Auch die Daddelei ist in der Form etwas, das ich so vor Corona nicht kannte. Nachdem ich via Stadia Cyberpunk 2077 und später noch Red Dead Redemption 2 gekauft habe, habe ich mit „Humankind“ einen neuen Civilization-Klon, der im April rauskommen soll, dort auch schonmal vorbestellt. So viele Spiele, die noch keine 10 Jahre alt sind, sondern teilweise sogar vorbestellt werden, habe ich in meinem ganzen Leben noch nicht in so kurzer Zeit gekauft.

Corona ändert Einiges, offensichtlich auch Hobbys.

Dass es auch den Blick auf die Fähigkeit des Staates, mit epochalen Krisen umzugehen ändert, habe ich in dieser Reihe denke ich oft genug beschrieben. Das soll in diesem Beitrag ausnahmsweise mal keine große Rolle spielen. Aber weil es gerade gut passt und er einfach Recht hat, lasse ich meinen alten Kumpel Konstantin hier noch ein paar Worte zum Thema Ausgangssperren verlieren:

Und sonst so?

Mein Landkreis hat die 100er-Grenze in der Inzidenz gestern geknackt. Das wird regeltechnisch bestimmt auch wieder irgendwas bedeuten. Was genau ist, wenn ich das richtig verstanden habe, aber noch niemandem so richtig klar, weil sie ja ständig alles ändern.

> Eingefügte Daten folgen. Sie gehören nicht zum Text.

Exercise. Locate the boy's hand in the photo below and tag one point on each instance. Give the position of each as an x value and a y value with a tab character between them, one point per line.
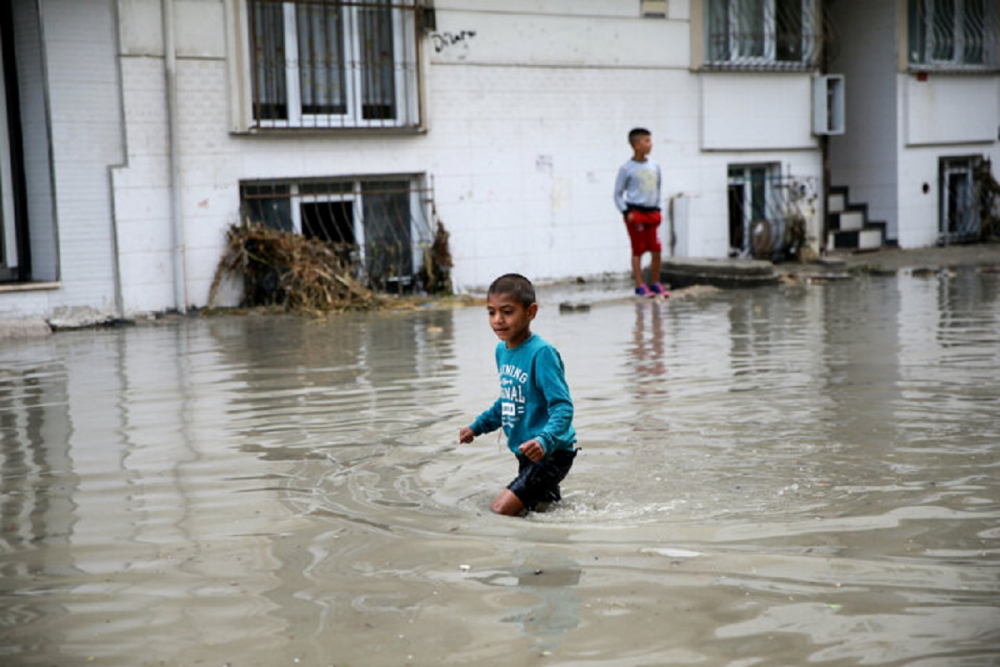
533	450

Die Inzidenz über die gesamte Zeit, wie sie mein Landkreis veröffentlicht.

Mir ist es auch fast egal, weil jede dieser ständigen Änderungen gemeinsam hatte, dass sie mein Leben sowieso fast nie tiefergehend berührt hat, weil alles, was mich interessieren würde, ohnehin durchgehend verboten ist. Und wenn sie jetzt halt noch mal ein paar Monate den Friseur zumachen, werde ich das auch überleben.

Außerdem wurde gestern die Gesamtfallzahl von 5000 geknackt. Aktuell sind es 363 Infektionsfälle und es ist möglich, dass wir im weiteren Verlauf dieser Woche noch die 400 übertreffen oder sogar den bisherigen Höchstwert von etwas darüber überbieten werden.

Und das, obwohl die Regeln kaum anders aussehen als im Herbst, als wir den letzten derartigen Peak hatten.